Bagaimana Segera Setelah Mengambil Obat Dapatkah Gangguan Kompulsif Obsesif Diinduksi?

Dalam beberapa kasus, hampir segera. Bahkan ada kategori "dengan onset selama intoksikasi ," yang berarti bahwa episode kompulsif obsesif sebenarnya dimulai ketika individu itu tinggi pada obat. Ini juga dapat terjadi selama penarikan diri , di mana masalah mental yang berat sering terjadi. Adalah penting bahwa orang tersebut menerima penilaian yang sedang berlangsung saat mereka bergerak melalui proses detoks , untuk memastikan mereka benar didiagnosis dan diobati jika gejala berlanjut.

Umumnya, diagnosis tidak diberikan jika orang tersebut memiliki riwayat gangguan obsesif kompulsif tanpa penggunaan zat, atau jika gejala berlanjut selama lebih dari sebulan setelah orang tersebut menjadi tidak aktif dari obat tersebut.

Perilaku kompulsif obsesif kadang-kadang dapat menjadi bagian dari delirium, yang juga dapat diinduksi substansi.
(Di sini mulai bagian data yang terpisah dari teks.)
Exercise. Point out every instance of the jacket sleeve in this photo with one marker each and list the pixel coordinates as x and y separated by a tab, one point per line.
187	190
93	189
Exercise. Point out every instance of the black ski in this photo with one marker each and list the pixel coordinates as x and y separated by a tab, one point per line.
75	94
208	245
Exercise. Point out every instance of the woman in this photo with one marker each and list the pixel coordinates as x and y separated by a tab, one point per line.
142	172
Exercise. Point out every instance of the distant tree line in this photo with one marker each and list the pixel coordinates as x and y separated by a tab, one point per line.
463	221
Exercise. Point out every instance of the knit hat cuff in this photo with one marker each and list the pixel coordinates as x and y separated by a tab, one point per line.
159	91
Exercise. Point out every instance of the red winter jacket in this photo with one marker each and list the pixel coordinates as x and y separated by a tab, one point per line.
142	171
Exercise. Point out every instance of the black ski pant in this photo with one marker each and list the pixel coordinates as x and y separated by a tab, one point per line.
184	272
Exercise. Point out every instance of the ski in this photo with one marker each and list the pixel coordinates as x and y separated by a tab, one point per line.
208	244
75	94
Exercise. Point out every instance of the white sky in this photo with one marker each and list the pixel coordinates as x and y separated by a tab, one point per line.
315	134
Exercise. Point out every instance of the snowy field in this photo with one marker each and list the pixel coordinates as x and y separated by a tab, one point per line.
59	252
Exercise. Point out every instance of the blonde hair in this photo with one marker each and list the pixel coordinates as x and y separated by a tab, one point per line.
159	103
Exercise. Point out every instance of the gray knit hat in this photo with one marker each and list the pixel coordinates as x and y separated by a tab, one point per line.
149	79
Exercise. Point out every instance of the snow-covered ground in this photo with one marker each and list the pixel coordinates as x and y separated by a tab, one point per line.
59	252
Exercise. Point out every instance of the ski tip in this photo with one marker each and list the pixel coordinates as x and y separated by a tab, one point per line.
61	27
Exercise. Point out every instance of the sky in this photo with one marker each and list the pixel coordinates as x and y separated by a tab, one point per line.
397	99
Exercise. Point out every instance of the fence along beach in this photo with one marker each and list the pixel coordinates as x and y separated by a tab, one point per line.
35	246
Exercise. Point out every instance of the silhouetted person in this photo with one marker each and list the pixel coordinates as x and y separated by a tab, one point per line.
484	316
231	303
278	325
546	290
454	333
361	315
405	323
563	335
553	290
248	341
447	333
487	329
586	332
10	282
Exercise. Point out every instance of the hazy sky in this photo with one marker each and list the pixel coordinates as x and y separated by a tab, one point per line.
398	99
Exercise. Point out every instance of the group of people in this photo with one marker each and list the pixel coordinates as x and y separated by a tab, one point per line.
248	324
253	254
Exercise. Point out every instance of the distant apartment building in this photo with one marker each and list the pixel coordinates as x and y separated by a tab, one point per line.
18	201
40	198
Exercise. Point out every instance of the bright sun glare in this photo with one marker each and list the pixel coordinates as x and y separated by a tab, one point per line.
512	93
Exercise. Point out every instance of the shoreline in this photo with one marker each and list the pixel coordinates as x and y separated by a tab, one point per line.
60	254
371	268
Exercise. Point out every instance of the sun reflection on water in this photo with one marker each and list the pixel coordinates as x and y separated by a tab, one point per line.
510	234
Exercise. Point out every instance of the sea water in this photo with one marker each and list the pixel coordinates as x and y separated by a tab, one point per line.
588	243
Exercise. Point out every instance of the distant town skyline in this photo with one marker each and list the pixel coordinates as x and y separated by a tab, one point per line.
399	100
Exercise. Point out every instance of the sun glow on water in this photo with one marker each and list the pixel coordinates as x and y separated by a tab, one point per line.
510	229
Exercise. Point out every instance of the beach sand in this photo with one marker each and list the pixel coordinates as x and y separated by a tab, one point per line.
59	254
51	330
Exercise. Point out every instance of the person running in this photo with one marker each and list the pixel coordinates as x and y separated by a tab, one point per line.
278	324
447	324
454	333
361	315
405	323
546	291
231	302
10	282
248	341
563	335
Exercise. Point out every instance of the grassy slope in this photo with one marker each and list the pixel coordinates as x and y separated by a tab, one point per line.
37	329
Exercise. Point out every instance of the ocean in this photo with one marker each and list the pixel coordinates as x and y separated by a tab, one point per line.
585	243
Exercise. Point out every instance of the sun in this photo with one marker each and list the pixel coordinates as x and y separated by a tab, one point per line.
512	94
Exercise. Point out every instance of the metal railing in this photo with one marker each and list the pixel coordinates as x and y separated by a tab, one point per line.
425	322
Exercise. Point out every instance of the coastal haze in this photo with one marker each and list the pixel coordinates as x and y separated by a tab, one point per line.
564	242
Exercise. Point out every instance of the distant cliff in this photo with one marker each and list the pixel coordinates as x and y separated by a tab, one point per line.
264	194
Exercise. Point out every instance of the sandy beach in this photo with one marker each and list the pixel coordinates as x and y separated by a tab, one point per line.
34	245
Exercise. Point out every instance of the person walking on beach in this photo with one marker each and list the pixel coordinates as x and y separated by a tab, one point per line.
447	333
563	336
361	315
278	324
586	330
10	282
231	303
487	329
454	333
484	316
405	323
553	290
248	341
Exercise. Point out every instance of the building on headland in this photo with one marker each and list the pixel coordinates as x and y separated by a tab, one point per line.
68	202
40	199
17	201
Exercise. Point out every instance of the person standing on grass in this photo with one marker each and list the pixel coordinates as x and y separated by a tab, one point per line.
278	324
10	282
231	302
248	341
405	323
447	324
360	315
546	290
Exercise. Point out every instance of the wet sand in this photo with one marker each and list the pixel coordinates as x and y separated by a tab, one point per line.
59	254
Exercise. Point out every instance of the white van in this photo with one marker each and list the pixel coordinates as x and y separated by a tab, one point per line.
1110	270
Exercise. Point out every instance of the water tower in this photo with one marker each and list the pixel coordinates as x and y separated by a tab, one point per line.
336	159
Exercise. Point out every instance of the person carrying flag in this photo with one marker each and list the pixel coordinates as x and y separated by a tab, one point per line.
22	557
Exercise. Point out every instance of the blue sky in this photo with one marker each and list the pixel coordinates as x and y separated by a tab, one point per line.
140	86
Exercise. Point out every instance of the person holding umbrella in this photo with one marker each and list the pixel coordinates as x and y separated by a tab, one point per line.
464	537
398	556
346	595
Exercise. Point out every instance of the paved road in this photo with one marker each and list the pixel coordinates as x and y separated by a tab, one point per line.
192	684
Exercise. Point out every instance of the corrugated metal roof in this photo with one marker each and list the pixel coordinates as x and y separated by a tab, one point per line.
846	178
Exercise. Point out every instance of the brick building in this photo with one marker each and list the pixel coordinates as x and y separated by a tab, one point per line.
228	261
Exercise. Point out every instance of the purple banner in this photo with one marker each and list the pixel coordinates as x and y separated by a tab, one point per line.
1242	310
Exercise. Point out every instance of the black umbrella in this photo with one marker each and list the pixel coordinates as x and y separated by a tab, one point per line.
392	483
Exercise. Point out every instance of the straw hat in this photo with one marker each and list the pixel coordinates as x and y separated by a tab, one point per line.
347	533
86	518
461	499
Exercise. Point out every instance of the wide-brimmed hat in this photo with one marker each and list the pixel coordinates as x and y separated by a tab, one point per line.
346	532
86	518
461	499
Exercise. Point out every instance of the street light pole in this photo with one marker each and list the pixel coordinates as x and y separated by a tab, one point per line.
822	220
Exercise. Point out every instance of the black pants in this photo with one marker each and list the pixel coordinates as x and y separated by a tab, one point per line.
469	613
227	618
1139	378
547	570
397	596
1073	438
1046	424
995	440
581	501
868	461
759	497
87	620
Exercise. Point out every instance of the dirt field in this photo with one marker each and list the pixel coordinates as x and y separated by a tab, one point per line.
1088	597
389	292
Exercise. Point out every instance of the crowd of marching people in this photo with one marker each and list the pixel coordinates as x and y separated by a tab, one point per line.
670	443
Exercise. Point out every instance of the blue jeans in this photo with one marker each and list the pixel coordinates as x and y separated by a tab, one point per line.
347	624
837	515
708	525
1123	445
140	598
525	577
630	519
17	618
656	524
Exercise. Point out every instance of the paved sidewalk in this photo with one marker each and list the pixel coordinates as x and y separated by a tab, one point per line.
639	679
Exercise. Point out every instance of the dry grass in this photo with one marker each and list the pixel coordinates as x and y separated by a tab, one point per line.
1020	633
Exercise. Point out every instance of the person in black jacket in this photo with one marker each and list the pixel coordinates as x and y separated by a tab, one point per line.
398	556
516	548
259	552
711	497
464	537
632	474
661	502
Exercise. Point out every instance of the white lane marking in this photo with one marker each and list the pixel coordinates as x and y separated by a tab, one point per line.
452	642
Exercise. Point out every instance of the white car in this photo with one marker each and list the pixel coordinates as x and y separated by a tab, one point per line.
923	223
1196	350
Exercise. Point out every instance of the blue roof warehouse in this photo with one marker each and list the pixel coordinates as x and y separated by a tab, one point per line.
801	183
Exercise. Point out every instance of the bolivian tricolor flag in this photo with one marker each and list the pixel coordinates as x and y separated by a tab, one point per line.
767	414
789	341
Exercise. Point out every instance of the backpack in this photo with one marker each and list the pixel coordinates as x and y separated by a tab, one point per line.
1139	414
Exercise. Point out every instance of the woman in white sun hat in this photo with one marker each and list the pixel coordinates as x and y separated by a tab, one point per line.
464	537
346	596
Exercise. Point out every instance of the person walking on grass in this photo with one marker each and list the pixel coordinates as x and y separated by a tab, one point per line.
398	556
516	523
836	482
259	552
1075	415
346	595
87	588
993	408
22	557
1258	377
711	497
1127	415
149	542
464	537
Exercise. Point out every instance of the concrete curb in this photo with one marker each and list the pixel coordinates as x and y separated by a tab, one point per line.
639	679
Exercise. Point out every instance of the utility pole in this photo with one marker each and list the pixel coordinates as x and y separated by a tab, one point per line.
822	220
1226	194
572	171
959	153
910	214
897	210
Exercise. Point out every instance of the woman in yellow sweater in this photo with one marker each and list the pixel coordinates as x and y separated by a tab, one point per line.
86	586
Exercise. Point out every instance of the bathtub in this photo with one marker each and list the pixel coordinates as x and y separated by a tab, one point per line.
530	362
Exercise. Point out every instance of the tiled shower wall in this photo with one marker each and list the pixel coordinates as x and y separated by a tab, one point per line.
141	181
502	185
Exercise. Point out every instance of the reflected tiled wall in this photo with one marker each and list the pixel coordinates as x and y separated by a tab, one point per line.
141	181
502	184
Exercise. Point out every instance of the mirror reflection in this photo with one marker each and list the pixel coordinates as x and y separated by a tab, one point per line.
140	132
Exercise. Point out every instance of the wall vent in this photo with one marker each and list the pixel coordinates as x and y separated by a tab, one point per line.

Jika ini adalah satu-satunya saat bahwa gejala dialami, maka diagnosis Gangguan Kompulsif Obsesif / Gangguan Obsesif Obat-Obatan tidak biasanya diberikan.

Akhirnya, untuk diagnosis Gangguan Obsesif Obsesif / Obat-Obsesif yang Diinduksi untuk diberikan, harus ada semacam dampak yang signifikan bahwa perilaku obsesif kompulsif ada pada kehidupan seseorang, baik dengan menyebabkan banyak kesusahan, atau oleh merusak beberapa aspek kehidupan mereka, seperti kehidupan sosial mereka, situasi pekerjaan mereka, atau bagian lain dari kehidupan mereka yang penting bagi mereka.

Obat mana yang Menyebabkan Zat / OCD yang Diinduksi Obat?

Tidak seperti banyak zat lain atau gangguan yang disebabkan obat, jumlah zat yang diakui menyebabkan obsesif kompulsif sangat terbatas.

Mereka termasuk:

> Sumber:

> American Psychiatric Association, Manual Diagnostik dan Statistik Gangguan Mental, edisi kelima, DSM-5. American Psychiatric Association, 2013.